Hacker News new | ask | show | jobs
by chockchocschoir 1537 days ago
Indeed. One could just do `diff $(jq . $fileOne) $(jq . $fileTwo)` and you'll end up with a "nice enough" diff even if $fileOne and $fileTwo were very differently formatted.
2 comments

The problem is when a file also needs to be normalized - e.g. object keys in a different order, YAML syntax expansion. It can be very useful to indicate when a JSON file is identical to another JSON file but some of the properties or array items are out of order and that requires more in-depth knowledge of the data format. Let's not mention that you could UTF-8 encode characters or write out the same character using backslash notation, numeric or boolean data that might be wrapped in a string in one file but not in another, etc. There can still be a lot of modelling and interpretation to consider when comparing data files rather than code files.
I wrote a tool that tidies JSON and can do things like re-orders keys in a fixed order - https://github.com/ActiveState/json-ordered-tidy
I'm not too familiar with YAML, so can't answer to that.

But re JSON:

> object keys in a different order

They can't be "in a different order" as JSON keys are not ordered. They can be whatever order, and would still be considered the same.
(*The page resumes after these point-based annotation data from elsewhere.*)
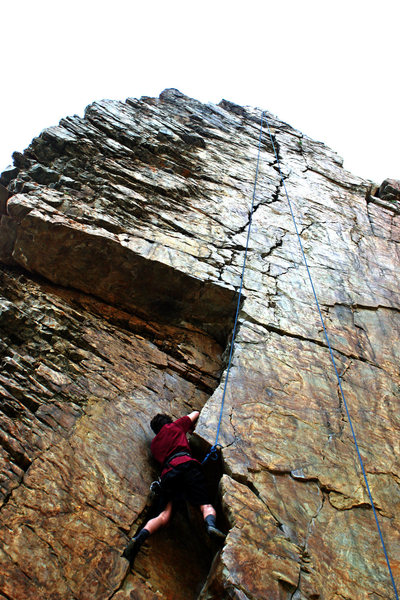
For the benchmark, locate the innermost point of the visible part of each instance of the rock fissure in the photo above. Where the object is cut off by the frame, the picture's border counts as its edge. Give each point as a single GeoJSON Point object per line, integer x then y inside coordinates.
{"type": "Point", "coordinates": [137, 213]}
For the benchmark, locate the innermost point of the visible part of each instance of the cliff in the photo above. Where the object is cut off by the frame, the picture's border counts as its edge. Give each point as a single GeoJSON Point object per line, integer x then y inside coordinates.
{"type": "Point", "coordinates": [122, 240]}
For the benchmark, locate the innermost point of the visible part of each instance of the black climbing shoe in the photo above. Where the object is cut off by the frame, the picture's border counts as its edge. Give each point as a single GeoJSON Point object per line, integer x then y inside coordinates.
{"type": "Point", "coordinates": [212, 528]}
{"type": "Point", "coordinates": [134, 545]}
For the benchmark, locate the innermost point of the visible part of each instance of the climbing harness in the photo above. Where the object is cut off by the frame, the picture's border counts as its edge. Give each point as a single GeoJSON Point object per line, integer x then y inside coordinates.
{"type": "Point", "coordinates": [213, 453]}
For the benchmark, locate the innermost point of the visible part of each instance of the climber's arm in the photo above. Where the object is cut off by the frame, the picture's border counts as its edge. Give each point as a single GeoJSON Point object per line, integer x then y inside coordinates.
{"type": "Point", "coordinates": [194, 416]}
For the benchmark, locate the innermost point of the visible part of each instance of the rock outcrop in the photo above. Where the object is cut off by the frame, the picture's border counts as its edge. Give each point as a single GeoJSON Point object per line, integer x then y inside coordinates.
{"type": "Point", "coordinates": [122, 240]}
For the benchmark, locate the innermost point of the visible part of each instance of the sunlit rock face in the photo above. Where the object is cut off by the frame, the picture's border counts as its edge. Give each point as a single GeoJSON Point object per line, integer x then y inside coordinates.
{"type": "Point", "coordinates": [122, 241]}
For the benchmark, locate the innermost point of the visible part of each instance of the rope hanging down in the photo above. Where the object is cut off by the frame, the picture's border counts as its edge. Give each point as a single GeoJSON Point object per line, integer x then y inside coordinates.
{"type": "Point", "coordinates": [213, 454]}
{"type": "Point", "coordinates": [334, 365]}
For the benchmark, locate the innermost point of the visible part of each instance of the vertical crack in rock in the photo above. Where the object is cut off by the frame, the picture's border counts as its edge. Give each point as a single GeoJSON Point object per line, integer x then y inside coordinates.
{"type": "Point", "coordinates": [123, 235]}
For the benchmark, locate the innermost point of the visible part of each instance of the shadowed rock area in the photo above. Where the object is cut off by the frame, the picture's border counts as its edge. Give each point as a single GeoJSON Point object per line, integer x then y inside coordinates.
{"type": "Point", "coordinates": [122, 239]}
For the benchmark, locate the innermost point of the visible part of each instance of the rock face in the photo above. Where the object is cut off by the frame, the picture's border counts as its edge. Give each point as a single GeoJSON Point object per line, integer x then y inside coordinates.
{"type": "Point", "coordinates": [122, 240]}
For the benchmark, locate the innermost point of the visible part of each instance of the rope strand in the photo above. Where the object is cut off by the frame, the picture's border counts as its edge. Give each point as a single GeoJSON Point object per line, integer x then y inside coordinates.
{"type": "Point", "coordinates": [214, 448]}
{"type": "Point", "coordinates": [335, 368]}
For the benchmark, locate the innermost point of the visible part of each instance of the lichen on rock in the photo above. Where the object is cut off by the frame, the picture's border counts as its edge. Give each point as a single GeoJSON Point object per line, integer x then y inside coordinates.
{"type": "Point", "coordinates": [122, 240]}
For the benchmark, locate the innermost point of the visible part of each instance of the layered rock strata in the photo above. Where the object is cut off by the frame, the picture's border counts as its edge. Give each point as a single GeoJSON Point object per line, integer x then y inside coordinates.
{"type": "Point", "coordinates": [122, 240]}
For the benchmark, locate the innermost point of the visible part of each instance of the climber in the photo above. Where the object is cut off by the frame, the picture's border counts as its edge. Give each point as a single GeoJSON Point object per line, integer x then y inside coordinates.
{"type": "Point", "coordinates": [181, 476]}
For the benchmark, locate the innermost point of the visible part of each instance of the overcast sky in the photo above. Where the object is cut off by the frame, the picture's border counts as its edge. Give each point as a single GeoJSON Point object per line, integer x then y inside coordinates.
{"type": "Point", "coordinates": [329, 68]}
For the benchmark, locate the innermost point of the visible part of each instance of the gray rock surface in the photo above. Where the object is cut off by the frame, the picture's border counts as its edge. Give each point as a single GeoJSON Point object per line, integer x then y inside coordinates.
{"type": "Point", "coordinates": [122, 246]}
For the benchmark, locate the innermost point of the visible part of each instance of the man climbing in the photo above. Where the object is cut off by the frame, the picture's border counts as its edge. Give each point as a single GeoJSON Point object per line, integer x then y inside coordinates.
{"type": "Point", "coordinates": [181, 476]}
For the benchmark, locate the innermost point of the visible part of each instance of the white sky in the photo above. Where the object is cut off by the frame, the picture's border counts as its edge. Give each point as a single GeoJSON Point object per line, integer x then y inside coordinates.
{"type": "Point", "coordinates": [328, 67]}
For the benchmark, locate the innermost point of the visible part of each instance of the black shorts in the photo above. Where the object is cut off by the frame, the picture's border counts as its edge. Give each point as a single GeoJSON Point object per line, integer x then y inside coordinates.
{"type": "Point", "coordinates": [184, 482]}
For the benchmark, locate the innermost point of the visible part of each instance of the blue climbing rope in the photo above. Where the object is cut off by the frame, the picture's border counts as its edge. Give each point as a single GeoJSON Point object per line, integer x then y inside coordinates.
{"type": "Point", "coordinates": [213, 453]}
{"type": "Point", "coordinates": [334, 365]}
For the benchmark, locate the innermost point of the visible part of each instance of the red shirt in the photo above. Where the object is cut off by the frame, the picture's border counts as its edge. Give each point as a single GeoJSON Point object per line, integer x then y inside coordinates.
{"type": "Point", "coordinates": [172, 438]}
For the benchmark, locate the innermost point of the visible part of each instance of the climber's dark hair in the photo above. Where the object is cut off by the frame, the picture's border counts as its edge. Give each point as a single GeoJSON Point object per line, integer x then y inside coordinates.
{"type": "Point", "coordinates": [159, 421]}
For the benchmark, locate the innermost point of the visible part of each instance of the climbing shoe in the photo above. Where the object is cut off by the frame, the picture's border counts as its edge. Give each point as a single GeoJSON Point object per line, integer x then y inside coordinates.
{"type": "Point", "coordinates": [212, 528]}
{"type": "Point", "coordinates": [134, 545]}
> array items are out of order

Then it's different, as JSON arrays are ordered. ["a", "b"] is not the same as ["b", "a"] while {a: 1, b: 1} and {b: 1, a: 1} is the same.

> you could UTF-8 encode characters or write out the same character using backslash notation, numeric or boolean data that might be wrapped in a string in one file but not in another

Then again, they are different. If the data inside is different, it's different.

I understand that logically, they are the same, but not syntax-wise, which is why I included the "differently formatted" "disclaimer", it wouldn't obviously understand that "one" and "1" is the same, but then again, should you? Depends on use case I'd say, hard to generalize.

> They can't be "in a different order" as JSON keys are not ordered. They can be whatever order, and would still be considered the same.

This is what GP is saying, I'm pretty sure. Object member order is non-semantic in json, so in order to do a semantic diff (one that understands structure), you need to canonicalize the order of the two sides. Simply diffing the output of jq doesn't do that, because (afaik) jq doesn't alter the order.

Basically, if you want this to come up the same:

    {"a":"b","c":"d"}
    {"c":"d","a":"b"}
you need more than just `diff $(jq) $(jq)`.

Can argue about whether a tool like difftastic should do that, I guess, but I would personally lean towards that it should be smart enough to see this because it's precisely the sort of thing that both humans and line-based diff can be awful at seeing.

Just an FYI, jq has a flag to sort by the name of keys, I believe it's -k.
Fair enough! I should just never assume jq doesn't have a feature.
Nitpick: diff takes filenames as arguments, so comparing the output of two commands would need the `<()` expansion. So the command would be `diff <(jq . $fileOne) <(jq . $fileTwo)`